As expected, the daughter of Cuban President Raul Castro and director of the National Center for Sex Education explained the government’s position by arguing that “laws can not change prejudices and consciences.”
However, the lack of any political will to recognize the rights of LGBTQ people is becoming more evident in the regime’s policies. “The rights of all people, regardless of their orientation, are the same,” Roberto Caldas, president of the Inter-American Court of Human Rights, said.
Nelson Rodríguez Chartrand, a Cuban libertarian and a lawyer barred from exercising his profession as a dissident, told the PanAm Post that the Cuban regime “cares little for the rights of the governed” and that “Castro will never give up control over them.”
“The role of any moderately respectful human rights regime is to abolish the death penalty for everyone,” Rodríguez said. “The Cuban regime would never abolish (the death) penalty, because they use the threat of death to deter an uprising.”
Rodríguez said that the regime is virtually blind to minority rights, focusing instead on its ability to exploit such people.

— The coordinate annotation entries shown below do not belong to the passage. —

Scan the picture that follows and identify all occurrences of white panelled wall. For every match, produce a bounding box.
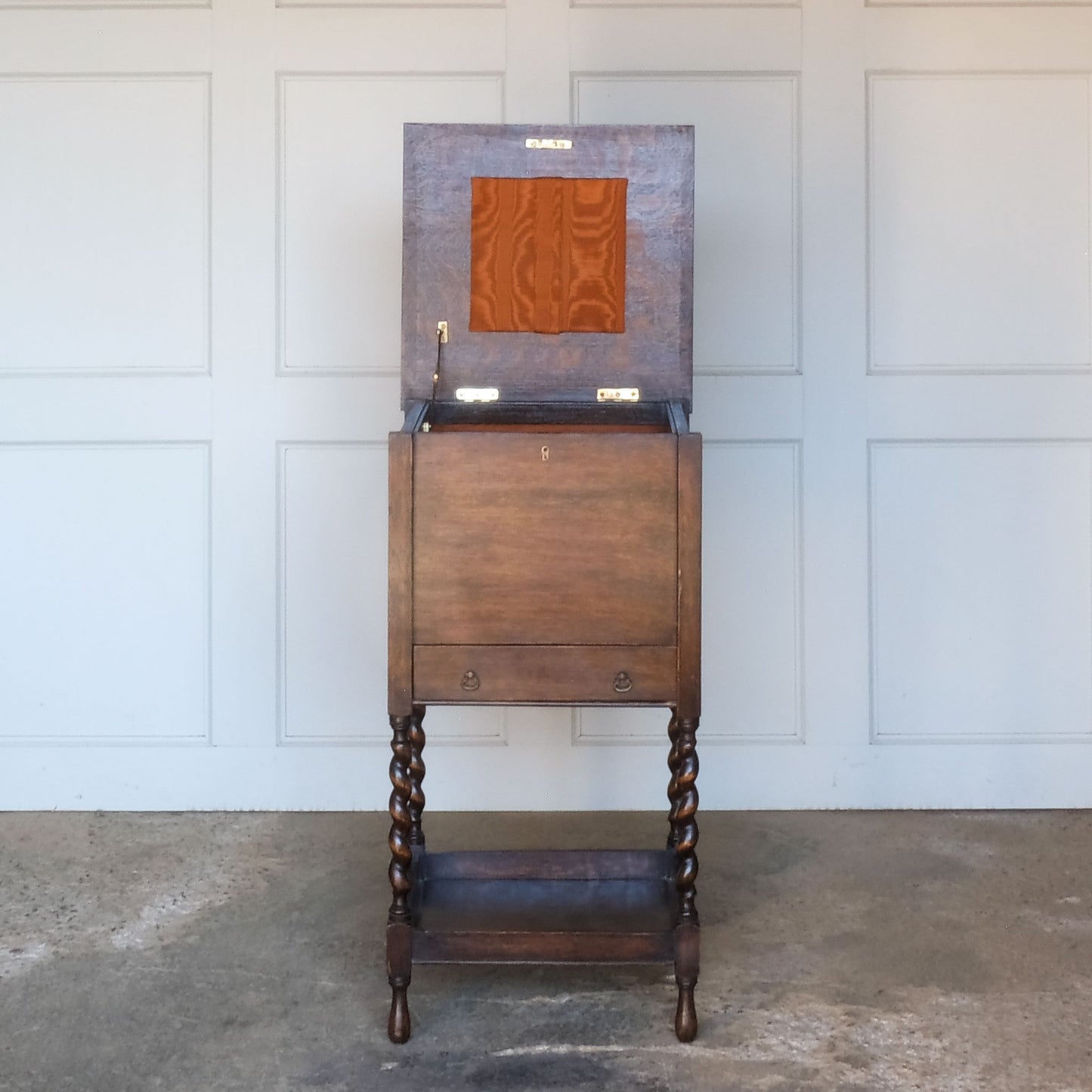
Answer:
[0,0,1092,809]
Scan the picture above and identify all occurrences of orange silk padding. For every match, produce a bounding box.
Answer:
[469,178,626,334]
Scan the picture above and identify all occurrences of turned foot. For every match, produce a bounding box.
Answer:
[673,982,698,1043]
[387,986,410,1043]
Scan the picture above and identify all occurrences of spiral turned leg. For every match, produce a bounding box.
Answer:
[410,705,425,849]
[672,717,698,1043]
[387,716,413,1043]
[667,711,679,849]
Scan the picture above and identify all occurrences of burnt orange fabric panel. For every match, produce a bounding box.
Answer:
[471,178,626,334]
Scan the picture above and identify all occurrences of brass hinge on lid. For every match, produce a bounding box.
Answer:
[595,387,641,402]
[456,387,500,402]
[523,137,572,152]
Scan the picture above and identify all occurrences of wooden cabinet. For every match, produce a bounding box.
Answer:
[387,125,701,1042]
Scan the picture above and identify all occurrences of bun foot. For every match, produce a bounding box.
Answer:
[675,984,698,1043]
[387,986,410,1043]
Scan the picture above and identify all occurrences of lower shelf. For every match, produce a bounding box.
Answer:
[413,849,676,963]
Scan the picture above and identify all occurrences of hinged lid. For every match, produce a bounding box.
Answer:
[402,125,694,410]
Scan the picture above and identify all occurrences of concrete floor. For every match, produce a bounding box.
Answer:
[0,812,1092,1092]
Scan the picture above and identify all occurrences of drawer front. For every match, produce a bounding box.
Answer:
[413,645,676,704]
[413,432,678,645]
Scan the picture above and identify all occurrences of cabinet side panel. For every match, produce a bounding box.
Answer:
[678,432,701,717]
[387,432,413,716]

Decades ago, both prostitutes and homosexuals were put in camps to reform their behavior, he said, while others were put into the clergy. In the present day, however, things have changed somewhat.
“Now that the revolution is over and they are dealing with backlashes, such practices have been abolished. On the contrary, there are even parades for homosexuals. They can manifest with more freedom than the organizations that oppose the regime, but as ordinary Cuban citizens their basic rights are limited in the same ways as anyone else who suffers under this regime.”